I don't know for sure when the best time is. 
I didn't take my puppy out till he had his last puppy and rabies shot. Just from a past experience of losing a puppy at 12 weeks due to parvo. So I made sure my pup was fully vaccinated before taking him out. The puppy I lost at 12 weeks wasn't vaccinated. At that time, I didn't know not to walk them that young with out it. I learned that lesson the harder way. She was a beautiful pit bull puppy named Karma.

You could ask your vet when he gets his 12 week shots and see what they say about taking him for walks, or to the beach. Either way, waiting will be worth the fun of taking him out


----------



## CptJack (Jun 3, 2012)

The risk level is going to depend on your area. They are not considered fully vaccinated until that 16 week shot. 

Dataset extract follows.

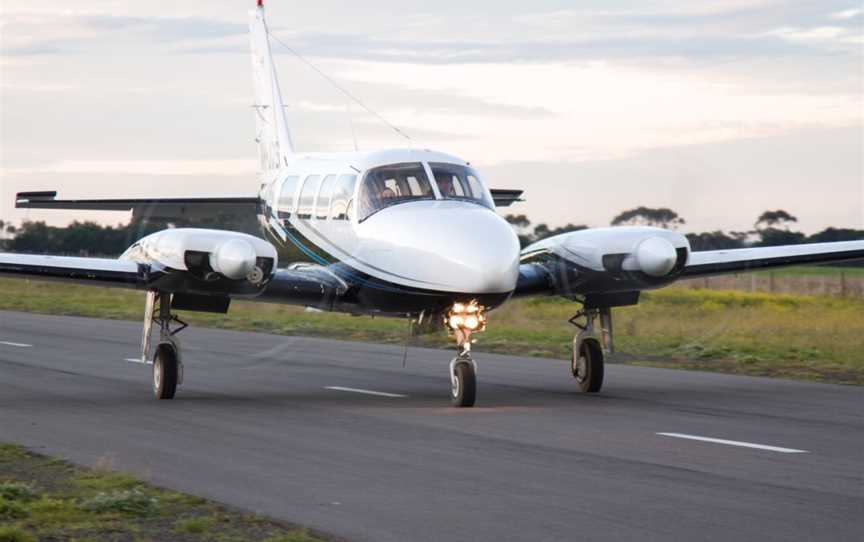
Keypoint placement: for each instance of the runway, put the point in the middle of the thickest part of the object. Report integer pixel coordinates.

For me, because I live in an extremely high-risk parvo area (and have seem puppies die parvo in the past, including partially vaccinated ones) mine down go out until that last shot, if at all possible. We deal with socialization in other ways, like carrying in public, going to friends and family's homes and having them over, and having them interact with dogs I know are fully vaccinated and safe (and adults). My attitude, and only mine, based on my area and experience, is that you can't socialize a dead dog, but you can certainly socialize them some when they're young (in controlled, safer, ways) and work on any issues even if they miss the entire window.

Basically the risk/benefit is going to be individual, and the decision is down to the owner.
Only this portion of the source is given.